Even though DeBare and Bloomfield are now back at school surrounded by their Piedmont peers and engaging in daily activities, Danny’s mother, Esther Rogers, said that the individual learning and growth will outlive the trip.
“I am interested in what kind of long-term life impact this will have on them,” Rogers said. “I don’t know if they will know this now, but how is this going to resonate with them in 15 or 20 years, and what is the connection this trip is going to have for their future understanding of the world and understanding of Judaism and being Jewish.”
Already, DeBare and Bloomfield and their decision to go on ShalHevet have already begun to influence their peers. Senior Elijah Levy, who has been friends with DeBare and Bloomfield since Kindergarten, is interested in going to Israel, especially since Jewish people get a birthright trip to the Jewish-state.
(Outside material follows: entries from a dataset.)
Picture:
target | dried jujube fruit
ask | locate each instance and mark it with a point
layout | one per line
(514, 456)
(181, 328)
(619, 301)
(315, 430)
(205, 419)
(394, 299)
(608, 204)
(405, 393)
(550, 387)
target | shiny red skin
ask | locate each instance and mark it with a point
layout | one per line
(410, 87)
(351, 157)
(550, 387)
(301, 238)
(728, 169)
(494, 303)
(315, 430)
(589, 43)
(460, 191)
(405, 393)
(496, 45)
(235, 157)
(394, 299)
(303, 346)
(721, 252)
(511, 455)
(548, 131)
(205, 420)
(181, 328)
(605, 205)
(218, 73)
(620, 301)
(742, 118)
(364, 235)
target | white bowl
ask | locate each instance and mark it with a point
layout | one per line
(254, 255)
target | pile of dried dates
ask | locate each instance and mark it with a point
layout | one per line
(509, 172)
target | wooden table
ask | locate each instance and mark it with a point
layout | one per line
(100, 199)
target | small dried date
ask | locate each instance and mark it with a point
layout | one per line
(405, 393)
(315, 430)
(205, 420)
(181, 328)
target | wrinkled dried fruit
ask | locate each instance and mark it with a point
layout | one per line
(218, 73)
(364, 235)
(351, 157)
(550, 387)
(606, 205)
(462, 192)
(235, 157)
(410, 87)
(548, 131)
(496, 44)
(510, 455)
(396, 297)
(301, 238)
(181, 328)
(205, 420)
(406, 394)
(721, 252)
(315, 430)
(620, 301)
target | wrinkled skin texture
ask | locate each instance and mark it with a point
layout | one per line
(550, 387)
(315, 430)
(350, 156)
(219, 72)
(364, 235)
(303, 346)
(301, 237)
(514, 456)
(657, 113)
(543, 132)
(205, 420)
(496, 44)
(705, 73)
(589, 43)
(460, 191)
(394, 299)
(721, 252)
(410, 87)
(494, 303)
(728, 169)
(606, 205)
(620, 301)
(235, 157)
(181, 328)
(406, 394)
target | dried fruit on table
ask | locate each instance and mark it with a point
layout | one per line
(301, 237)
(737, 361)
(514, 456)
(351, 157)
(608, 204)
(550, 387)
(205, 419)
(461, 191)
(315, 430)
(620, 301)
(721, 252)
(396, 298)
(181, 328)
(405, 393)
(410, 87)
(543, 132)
“I think it’s really cool and sounds like a good trip,” Levy said.
Similarly to Levy’s desire to go to Israel, DeBare said that he thinks every person, especially every Jew, should go to Poland and learn and see firsthand about the Holocaust.
“There are six million jews, 11 million people who died in the Holocaust and I can’t even wrap my head around what 10,000 people look like,” DeBare said. “I’m just starting to conceptualize it by going to Poland and going to these places that these atrocities took place. I feel super privileged to have the ability and responsibility now to not only tell what I saw, but to encourage people to do the same.”